2) “The commercialization of university-based knowledge signals
the university’s role as a driver of the economy” (p. 10).
3) “U.S. higher education does not have an adequate basis
for establishing a consensus of moral values…” (p. 14), often leading to an
ambiguously defined role of the university as a moral educator/partner.
4) “Patterns of Inequality in CLA Performance” (p. 37)
suggesting a “pattern of persistent class [and racial/ethnic] inequality” (p.
39): “When students enter higher education academically disadvantaged, they
remain unequal, or in some instances grow even further apart. […] This pattern
suggests that higher education in general reproduces social inequality” (40).
With such a depressing “state of affairs,” it is easy to
begin pointing fingers. The major claim seems to be that students don’t care
about the “right things” because teachers, administrators, and the entire
academic system doesn’t care about the “right things” in the right way. While Arum and Roksa are careful to
note distinct variations on this general theme (for example, ways in which some
sociodemographics are more/less likely to succeed on standardized tests and,
therefore, be granted tiered access to specific colleges), the overarching
theme is one of disconnect and missed opportunities.
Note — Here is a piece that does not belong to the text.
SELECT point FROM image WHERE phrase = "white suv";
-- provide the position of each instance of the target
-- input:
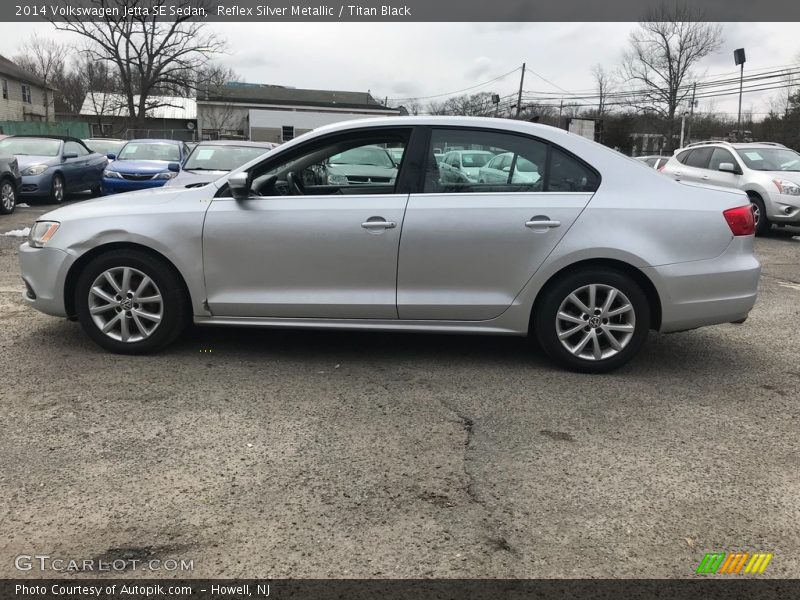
(769, 173)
Let me be clear, Academically
Adrift is insightful, if brutally so. But… adrift? This word seems
hopeless, almost as if everyone has just given up because the problem is too
big. I must ask (if only in my small way): can we try solving this problem
together? Not to oversimplify, but I think my third grade teacher might have had it right.
*****
Beautiful and Nature-Wonderful: "Adrift"
*****
In their discussion of student-centered learning, Arum and
Roksa note:
While students may view peers as
virtually all-important, social activities do not constitute the totality of
college experiences. […] It is faculty, within classrooms and beyond, who shape
not only students’ overall development but also their commitment to continuing
their education…. What faculty members do, and in particular whether they facilitate
academic integration of students, is crucial for student development and
persistence. (p.60)
I have long been a proponent of student-teacher integrated
solutions, especially in higher academia. These students are old enough to vote and go to war? Why aren't we trusting them to help inform their own education? Our students have needs,
problems, and minds of their own, and, if we fail to include them in designing
the pedagogical framework that structures their own education, how can we ever
expect them to feel fully invested in their academic success?
It’s time to stop asking them to work with us: let’s try
working with them. Together. Tell them they matter. Tell them we can’t do this
without them. Because we can’t. Let’s get on the floor if we have to, take
responsibility, and try to fix some of this mess. Stop looking for a perfect solution for our students' problems and start letting our students know WE have a problem, and they are part of the solution.
We're all in this together,
Rachael
P.S. An afterthought on the word "adrift." It implies a loss at sea. Why would any student do this to him or herself--float away and drown with carelessness? Isn't it more likely that we struggle to breathe, to find land, and to survive? Struggle to find our way? Here is the more important question to me: if we lost a fellow shipmate at sea, wouldn't we search and rescue? If we cared for his/her body and soul, wouldn't we do our absolute best to find him/her? Wouldn't we expect him/her to be engaging in self-rescue at the same time? And wouldn't something have gone terribly, terribly wrong if either searcher or soul-adrift failed to fight to be found? What sadness and loss.
Why do we resign ourselves to calling students academically "adrift" when they are within our reach?